Ex Libris Carissimis (1932) is the most important title for my biblio-collection.  These bookish essays were issued as a publication of the Rosenbach Fellowship in Bibliography.  The second title, Hasta la Vista, or, Postcard from Peru (1935), is an entertaining travelogue, and the last is Thorofare (1942), an under-appreciated late novel.  The three books reflect the diversity of Morley’s writings.  All retain their original dust jackets and have Starrett’s ownership signature in addition to the inscriptions.  As an added bonus, the books were later in the collection of pre-eminent Morley collector, Herman Abromson, with his bookplate in each.  Vincent Starrett specifically cites below that both Ex Libris Carissimis and Hasta la Vista were two of his favorite Morley titles.   
Christopher Morley.
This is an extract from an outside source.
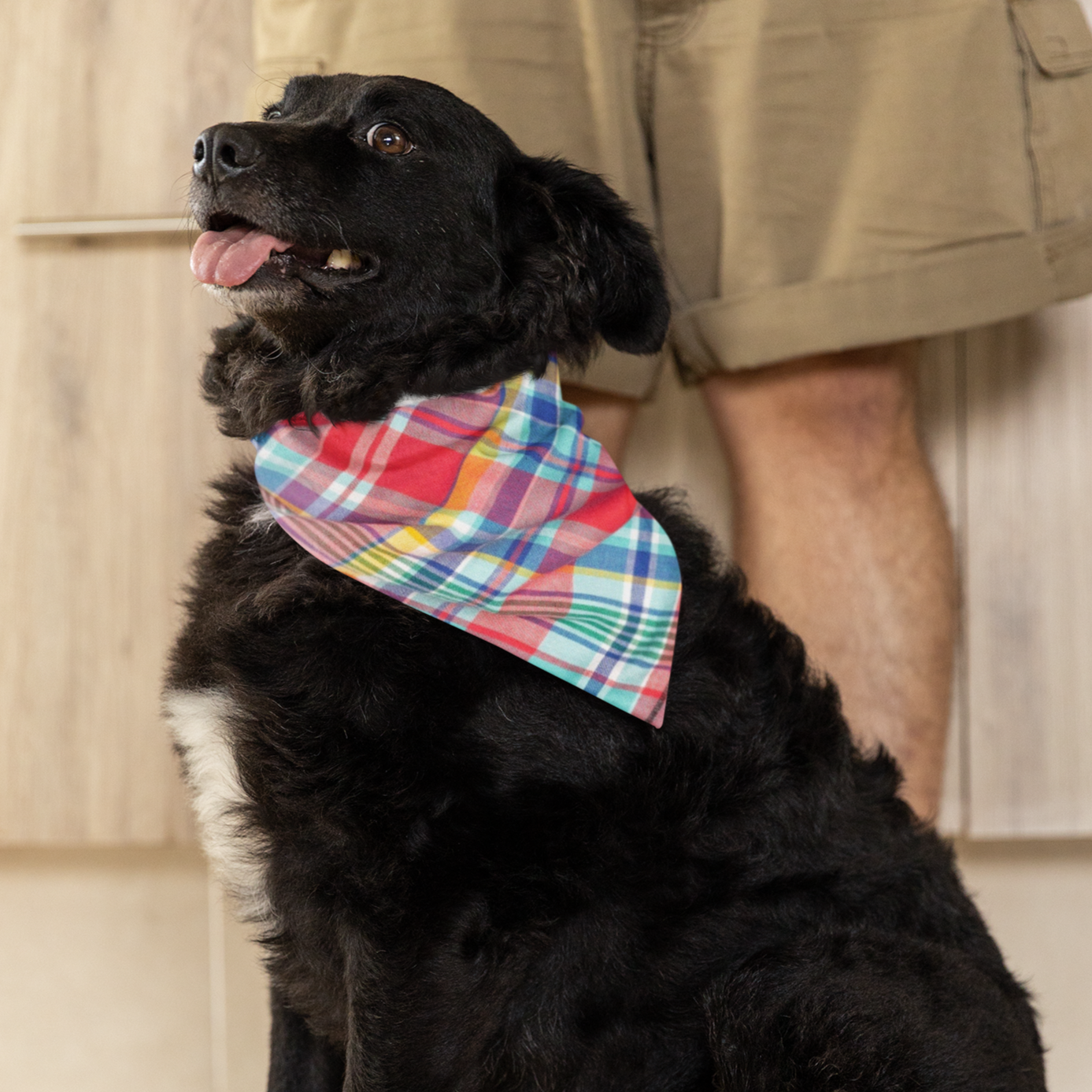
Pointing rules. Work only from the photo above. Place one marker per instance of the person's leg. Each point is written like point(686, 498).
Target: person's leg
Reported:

Ex Libris Carissimis "from his friend and fellow-paramour of print"
Starrett provides a magnificent, lengthy homage to Morley in his autobiography Born in a Bookshop, pp. 268-272He writes, in part, “Among the American men of letters whom I have known, Christopher Morley stands first.  I knew him longer and better than any other professional writing man of my acquaintance. . .  And I was drawn to him more warmly than to most others by the peculiar correspondence of our interests.  Whenever I am inspired to write a gay little piece of bibliofoolishness, or shout my appreciation of a forgotten story-classic, I always wonder if I am not repeating something already uttered by Morley. . .
            “I don’t remember when I first met Christopher Morley. . . I have no clear recollection of one particular time or place: the experience, as a memory picture, is a montage of jovial alarums and discursions, of wistful flashbacks and exhilarating close-ups, of 221B culture and three-star Hennessy.  We had been in correspondence for some years before we met.  I had reviewed his enchanting fable, Where the Blue Begins, for Llewellyn Jones when it was first published, and he had written to thank me for a notice that he found ‘graceful, generous, and perspicacious,’ that is to say, a notice highly favorable to the book.  Obviously this was a good beginning for a literary friendship, and that is really how it all began.
            “Ultimately, when he began to visit Chicago several times a year. . . we saw a great deal of each other and one us at least found the association stimulating. . .  Sometimes we just rambled about Old Loopy, his name for Chicago, sampling books and Bourbon here and there and talking torrents of nonsense; and if occasionally we missed a barroom we never missed a bookshop. . .  Suffice it to say that, whenever Christopher Morley came to Chicago, his friends had a lively time. . .
            “Morley’s services to me over the years were numerous and helpful.  He contributed entertainingly to several of my books and anthologies.  He compiled an index for Books Alive (1940) that was so amusing it had to be moved from the back of the book to the front. . .  My file of Morley letters is a bulky one; it is difficult to single out any one or two for special attention.  They are literary letters in the best sense, crowded with references to his reading, his thinking, his drinking, his wrestlings with the muse, his opinions of the nuisances who interrupt writers at their work; the sort of chit-chat and gossip that bookmen love to read in the letters of Lamb and Fitzgerald. . . .
            “I have several shelves of Morley’s books, of course, all suitably inscribed.  I don’t like them all equally well. . . On the whole, I think I like certain of his essays best, such essays as one finds in Ex Libris Carissimis, Hasta la Vista, Letters of Askance, and Streamlines, more especially those concerning Sherlock Holmes and days and nights in Baker Street.”